Unlicensed Contractors

One of the duties of the Building Official is to watch out for unlicensed contractors. In the last year we have been averaging less than 1 unlicensed contractor per month. Thanks to all the people, public and professional who have made certain the company they are about to hire is licensed with the City of Buffalo. If you have any doubts about your contractor please call the building department and I will look up the company or individual in question. If they are licensed with the City of Buffalo, I will have a copy of their license, bond, worker's comp and insurance on file in my office.
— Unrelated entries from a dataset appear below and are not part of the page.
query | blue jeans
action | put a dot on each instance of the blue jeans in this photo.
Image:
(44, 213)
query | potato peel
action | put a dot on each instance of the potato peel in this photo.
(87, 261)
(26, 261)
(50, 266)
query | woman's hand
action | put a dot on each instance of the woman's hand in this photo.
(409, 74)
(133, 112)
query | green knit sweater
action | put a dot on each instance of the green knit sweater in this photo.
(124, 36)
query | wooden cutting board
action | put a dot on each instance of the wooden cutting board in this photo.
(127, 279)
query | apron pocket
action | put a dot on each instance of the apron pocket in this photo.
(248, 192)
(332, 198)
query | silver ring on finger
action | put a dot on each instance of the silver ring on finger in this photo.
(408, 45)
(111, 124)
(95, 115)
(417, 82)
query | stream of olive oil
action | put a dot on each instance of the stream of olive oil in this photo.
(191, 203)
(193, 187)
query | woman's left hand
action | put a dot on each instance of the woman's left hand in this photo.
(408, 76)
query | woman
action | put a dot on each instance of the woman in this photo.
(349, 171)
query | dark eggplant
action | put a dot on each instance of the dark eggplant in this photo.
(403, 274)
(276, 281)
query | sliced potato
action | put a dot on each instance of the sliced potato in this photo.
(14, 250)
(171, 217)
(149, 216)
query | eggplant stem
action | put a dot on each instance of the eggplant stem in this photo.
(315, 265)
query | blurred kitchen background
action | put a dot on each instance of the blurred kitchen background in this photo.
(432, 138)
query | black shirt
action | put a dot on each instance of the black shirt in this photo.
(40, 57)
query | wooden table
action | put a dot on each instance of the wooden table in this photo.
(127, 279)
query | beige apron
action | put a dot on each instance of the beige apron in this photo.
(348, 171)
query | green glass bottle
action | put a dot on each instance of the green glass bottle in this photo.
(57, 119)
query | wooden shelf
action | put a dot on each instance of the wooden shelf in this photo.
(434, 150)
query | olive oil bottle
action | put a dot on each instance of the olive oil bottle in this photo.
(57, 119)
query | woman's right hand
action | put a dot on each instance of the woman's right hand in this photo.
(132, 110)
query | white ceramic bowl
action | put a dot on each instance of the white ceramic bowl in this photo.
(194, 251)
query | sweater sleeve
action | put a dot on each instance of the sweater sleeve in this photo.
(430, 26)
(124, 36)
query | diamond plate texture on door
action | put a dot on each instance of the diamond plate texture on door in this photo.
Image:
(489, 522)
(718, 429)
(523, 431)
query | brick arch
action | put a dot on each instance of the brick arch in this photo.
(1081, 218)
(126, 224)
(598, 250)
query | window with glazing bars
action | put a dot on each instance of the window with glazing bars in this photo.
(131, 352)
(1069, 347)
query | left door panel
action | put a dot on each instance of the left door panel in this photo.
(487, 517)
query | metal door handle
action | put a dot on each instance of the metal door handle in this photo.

In issuing a license, the City is saying to the taxpayer, we have checked out this contractor, he has up to date insurance and bond, is in good standing with workers comp or has signed a waiver stating he is a sole proprietor and doesn't need it. We have ongoing checks of this information and we are saying that through this process, the contractor has met all the requirements to work on your private property. They have also stated that in getting the license they will perform all work according to the adopted Building Codes of the City.

If you hire an unlicensed contractor, you just have to pray that nothing goes wrong that will require you to have some of this information. Who is responsible if an unlicensed contractor falls off your roof. If an unlicensed contractor does sub-standard work and causes damage and walks away, who's insurance will pay for that? If an unlicensed contractor cuts corners, not following the code and costs you the sale of a home, how much did you actually save?

Who needs a license? All contractors and sub-contractors are required to have a license before beginning any work. Some contractors will pay someone cash to work with them because they do not carry workers comp insurance, this person would need a license. The real test is if you get a W-2 at the end of the year, you are an employee of that contractor. If you do not get a W-2 or are not covered under someone else's workers comp insurance, then you are a subcontractor, and need to be licensed.

Why wouldn't someone get a license. I would be very weary of anyone that doesn't get one. First of all they are saying they don't care what our rules are. What else are they not going to care about? Your home is your biggest investment, something not to be left in the hands of amateurs. Buffalo has some outstanding contractors. From my experiences over the last two years, I have gained a high level of respect for our local contractors. Someone may come along that can do the job cheaper, but cheaper isn't cheap if you have to do it twice. If it seems too good to be true, it probably is.

Ask some questions next time you want to hire a contractor. Contractors are issued a license and a wallet card that has the year they are licensed for printed on it. Ask to see their license, it's just that simple. You can always call City Hall and check to see if someone is current. Should you happen to hire an unlicensed contractor by mistake, we will still be looking for them. If they are caught working there are some pretty good fines for working without a license or a permit. In the long run, it is always cheaper to get the license first.

Speaking of permits. Permits are not required for inside work unless it involves structural changes, plumbing, or heating. My suggestion is that a person call the Building Department and ask if what they are intending to do on the inside of their home requires a permit. All work done outside a house is required to be permitted - Windows, doors, siding, roofing, additions, garages, fences, and new construction. When a permit is issued, the contractor receives an orange placard that is to be placed in a window. If you have paid your contractor for a permit and do not see a permit posted and never see an inspector, chances are they did not get the permit.